Certainly the 1,583 acres of rugged canyons and rocky hillsides, creeks and
pasture land on Prairie Chapel Ranch contain a lot of brush. Bush, a creature
of habit, is not in danger of finishing the job. The Bush ranch, however, is
not a working ranch. The president has kept only a handful of cattle on the
property since Kenneth Engelbrecht, who sold him the former hog farm six years
ago, stopped leasing back some pasture land that supported a herd of cows.
"What the president is doing is highly recreational," said Gene Hall,
spokesman for the Waco-based Texas Farm Bureau, a lobbying group of farmers and
ranchers. "Some people just enjoy that kind of outdoor activity. Once you've
been cooped up in the Oval Office a couple of weeks, it might be kind of
nice."
Clearing brush has taken on new meaning since a rural land rush brought
hordes of wealthy city dwellers to these parts to snap up a piece of ranchland
for some Texas solitude. Old-time ranchers are fading out in favor of smaller
hobby "ranchettes," whose owners make money from deer hunting or wildlife
retreats.
The Bushes, whose spread exceeds a ranchette in size, are in good company
with celebrities Tommy Lee Jones, Matthew McConaughey, Patrick Swayze and
baseball Hall of Famer Nolan Ryan. With most of their publicists vacationing
this week, it could not be confirmed whether these Texas ranchers enjoy
clearing brush.
Real ranchers, who need to clear a whole lot of brush for pasture land,
either hire someone to spray herbicides from the air or run an excavator
through it. They tend to tend cattle, several said.
Bush, by contrast, practices a selective, do-it-yourself sculpting to
enhance his enjoyment of his property, local experts say. He will clear
underbrush to preserve beautiful live oaks and pecan trees, or to prepare the
50 acres where Laura Bush is cultivating native grasses, or to help carve
nature trails through the ranch's many canyons.
"It's a selective control of the brush," said Sam Middleton, owner of a West
Texas ranch brokerage, who added that this enhances a ranch's value.
Then again, there will be times when the president drives around his
property and "will see a stand of cedar trees and say 'Let's clear those,' "
said Joseph Hagin, Bush's deputy chief of staff, who has been cutting brush
with his boss all week. They do not talk a lot of policy over the sound of
their chain saws, he said.
Professional brush removal can cost up to $200 an hour. The irony is that
many working ranchers cannot afford it in these days of declining profits.
Surely, the president could afford to hire professionals. The White House
declined to make the ranch manager available to a reporter to explain who, if
anyone, clears brush when Bush returns to Washington.
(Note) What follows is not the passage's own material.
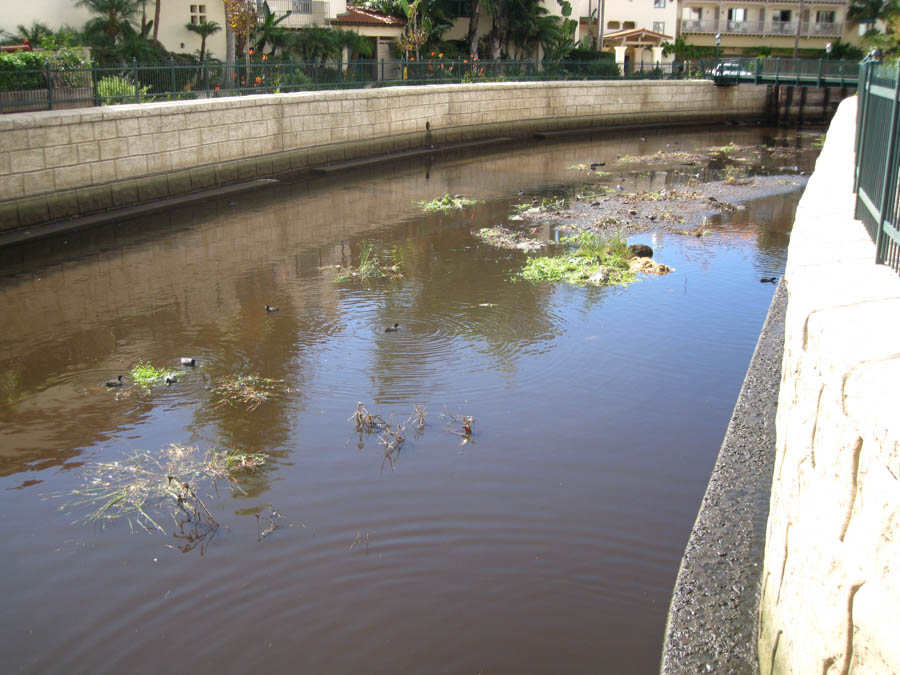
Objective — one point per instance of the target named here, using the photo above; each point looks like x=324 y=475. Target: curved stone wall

As much as it is a metaphor for presidential vigor, Bush's preoccupation
with wielding his chain saw has become fodder for bloggers and other critics
who complain that he is isolated and disengaged.
"He shouldn't have time to be clearing brush," said Kay Lucas, a grandmother
and antiwar activist who drives 25 miles a day to care for the Crawford Peace
House, a gathering spot for Cindy Sheehan and her protest against the war.
After White House press secretary Scott McClellan noted during a vacation in
August that although Bush "always enjoys his time in Crawford, he's president
24/7," the Washington blogger Wonkette weighed in with this jab: "Ah, yes,
especially when consulting with that little-known Cabinet official, 'Secretary
of Clearing Brush.' "
Staff writer Peter Baker in Washington contributed to this report.